主人公:宮地(みやち) 文博(あやひろ)


親友:鈴木(すずき) 裕太(ゆうた)


部員・キャプテン:小宮(こみや) 雄二(ゆうじ)


部員・3年:大竹(おおたけ) 義人(よしひと) 田端(たばた) 弓弦(ゆずる)


顧問:秋元(あきもと) 隆二(りゅうじ)


夢丘中学2年で文博・裕太と小学生の頃同じクラブチーム:大畑おおはた 辰吉たつよし


前回も書きましたが、3話くらい前からA中など中学校名をアルファベット表記していましたが

編集しすべて学校名を付けました。


今まで出てきた中学校の名前変更

A中学校=西中学校

B中学校=丸山中学校

C中学校=東中学校

D中学校=山中第一中学校

F中学校=山上中学校

R中学校=高山中学校


今回文博達の学校名も出ているので紹介

宮代中学校みやしろちゅうがっこう


関東大会当日の朝、大会開催は隣県の市民体育館が会場で

父兄たちが部員たちの為に、観光バスをチャーターし部員全員と顧問の秋元先生と代表の保護者が同乗し

大会会場へと向かった。

大会に向かうバスの中、裕太と文博は隣同士の席に座っていた。


「むちゃくちゃ緊張する!やべぇおなか痛くなってきた。

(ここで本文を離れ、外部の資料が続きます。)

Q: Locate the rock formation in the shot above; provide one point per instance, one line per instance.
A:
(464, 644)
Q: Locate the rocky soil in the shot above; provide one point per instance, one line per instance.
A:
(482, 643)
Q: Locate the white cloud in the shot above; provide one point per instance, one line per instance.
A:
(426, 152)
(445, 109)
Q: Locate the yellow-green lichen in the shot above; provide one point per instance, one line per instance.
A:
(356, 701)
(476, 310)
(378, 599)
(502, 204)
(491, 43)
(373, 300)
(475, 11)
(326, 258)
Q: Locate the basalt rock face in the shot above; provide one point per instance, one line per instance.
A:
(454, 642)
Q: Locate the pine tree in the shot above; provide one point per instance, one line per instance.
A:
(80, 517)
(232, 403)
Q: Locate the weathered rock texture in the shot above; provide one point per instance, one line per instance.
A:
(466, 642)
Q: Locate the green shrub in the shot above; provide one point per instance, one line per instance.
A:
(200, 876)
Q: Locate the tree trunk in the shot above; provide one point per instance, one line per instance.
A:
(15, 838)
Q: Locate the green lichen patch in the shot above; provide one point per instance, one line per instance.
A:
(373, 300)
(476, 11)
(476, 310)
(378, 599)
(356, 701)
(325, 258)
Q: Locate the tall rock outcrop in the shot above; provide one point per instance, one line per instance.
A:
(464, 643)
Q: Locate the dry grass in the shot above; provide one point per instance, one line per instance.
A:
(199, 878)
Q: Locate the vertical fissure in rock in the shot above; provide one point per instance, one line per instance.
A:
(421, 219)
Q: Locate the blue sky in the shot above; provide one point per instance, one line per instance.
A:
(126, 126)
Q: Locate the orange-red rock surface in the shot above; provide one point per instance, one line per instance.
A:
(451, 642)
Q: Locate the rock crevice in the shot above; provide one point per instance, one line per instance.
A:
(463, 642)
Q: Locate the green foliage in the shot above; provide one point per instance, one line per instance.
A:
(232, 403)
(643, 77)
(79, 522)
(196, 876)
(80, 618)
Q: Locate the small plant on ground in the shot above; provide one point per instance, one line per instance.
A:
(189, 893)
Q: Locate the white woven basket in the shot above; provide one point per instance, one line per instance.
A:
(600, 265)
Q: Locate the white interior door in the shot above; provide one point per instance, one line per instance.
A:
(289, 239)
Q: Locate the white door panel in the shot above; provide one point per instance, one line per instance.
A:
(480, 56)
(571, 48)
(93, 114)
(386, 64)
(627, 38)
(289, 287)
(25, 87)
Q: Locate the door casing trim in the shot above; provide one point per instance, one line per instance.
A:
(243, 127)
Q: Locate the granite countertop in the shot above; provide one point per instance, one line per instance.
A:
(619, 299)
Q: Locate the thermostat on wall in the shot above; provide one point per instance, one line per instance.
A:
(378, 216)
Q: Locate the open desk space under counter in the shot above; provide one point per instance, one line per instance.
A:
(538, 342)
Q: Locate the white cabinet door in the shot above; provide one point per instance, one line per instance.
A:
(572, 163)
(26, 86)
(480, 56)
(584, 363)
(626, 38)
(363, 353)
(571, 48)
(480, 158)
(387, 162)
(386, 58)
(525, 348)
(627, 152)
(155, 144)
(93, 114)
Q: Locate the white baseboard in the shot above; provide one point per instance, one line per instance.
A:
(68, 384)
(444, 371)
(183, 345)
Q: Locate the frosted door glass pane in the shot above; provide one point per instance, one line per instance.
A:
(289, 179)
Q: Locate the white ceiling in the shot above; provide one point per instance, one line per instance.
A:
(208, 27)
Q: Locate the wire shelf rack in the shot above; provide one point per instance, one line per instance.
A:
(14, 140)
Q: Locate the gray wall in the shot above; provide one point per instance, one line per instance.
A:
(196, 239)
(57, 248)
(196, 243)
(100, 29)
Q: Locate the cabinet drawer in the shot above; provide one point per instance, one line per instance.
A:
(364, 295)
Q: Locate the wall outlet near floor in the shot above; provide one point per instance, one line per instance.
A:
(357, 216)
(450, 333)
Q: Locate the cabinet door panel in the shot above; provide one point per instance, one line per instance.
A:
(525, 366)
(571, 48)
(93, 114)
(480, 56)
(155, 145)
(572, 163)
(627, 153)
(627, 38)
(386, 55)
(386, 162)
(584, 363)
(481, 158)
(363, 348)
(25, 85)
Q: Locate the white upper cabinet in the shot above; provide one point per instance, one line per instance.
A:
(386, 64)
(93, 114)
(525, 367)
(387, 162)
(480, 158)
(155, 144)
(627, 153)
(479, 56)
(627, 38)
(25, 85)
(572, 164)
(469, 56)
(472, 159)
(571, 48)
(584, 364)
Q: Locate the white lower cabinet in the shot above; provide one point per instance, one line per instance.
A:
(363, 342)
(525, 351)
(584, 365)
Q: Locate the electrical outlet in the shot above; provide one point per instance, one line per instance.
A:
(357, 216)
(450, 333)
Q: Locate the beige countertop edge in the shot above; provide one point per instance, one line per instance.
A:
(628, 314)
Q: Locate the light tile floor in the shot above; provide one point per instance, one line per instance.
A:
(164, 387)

文博は緊張しねえの?」

到底緊張などしていなそうな表情の裕太が、文博に話しかける。


「そんなでもないかな。どっちかっていうと小学校の時の全国決勝の時の方がまだ緊張してたみたい。あの時は、周りの大人たちも緊張して舞い上がってたからそれに比べるとまだそれほどでもだね。」

文博が冷静に答えると


「文博!おまえ冷めてんな。まあ確かにあんときは大人たちも俺たちも顔引きつってて笑えたけどな。」

その当時を振り返り思い出し笑いをし始めた裕太に周りの部員から


「お前はほんとに能天気なやつだな!」

と突っ込まれ、行きのバスの中では皆リラックスした状態で会場へ付くことが出来た。


会場に付くと、顧問の秋元先生は顧問のミーティングがあるため、キャプテンの小宮に部員たちを任せ先に会場へと入っていった。


「やっぱ会場に到着すると緊張してきたな。」

3年生の弓弦が義人に引きつった顔で問いかけた。


「やべぇ。さっきの裕太じゃないけど腹痛くなってきた。」

少し青ざめた顔で義人も答える。


そんな緊張した先輩たちを知ってか知らずか、先ほどまで緊張するとか言っていた裕太が


「関東大会進出の選手の皆さん!保護者の皆さん!おめでとうございます!私はG県代表宮代中学2年スーパーエースの鈴木裕太と申します。うちの学校と対戦する事となりました学校の皆様は、フェアプレーの精神で全力を尽くして戦いましょう!よろしくお願いします!それと…」

体育館の前で突然大声で演説を始めた。


「ばか!裕太止めろ!」

前を歩いていたキャプテンの小宮が慌てて裕太の元に駆け寄り、顔を赤らめながら裕太を無理やり会場内に連れて行く


あとから歩いてきた同校の部員たちや、他校の選手や大人等も笑いながら会場に入っていった。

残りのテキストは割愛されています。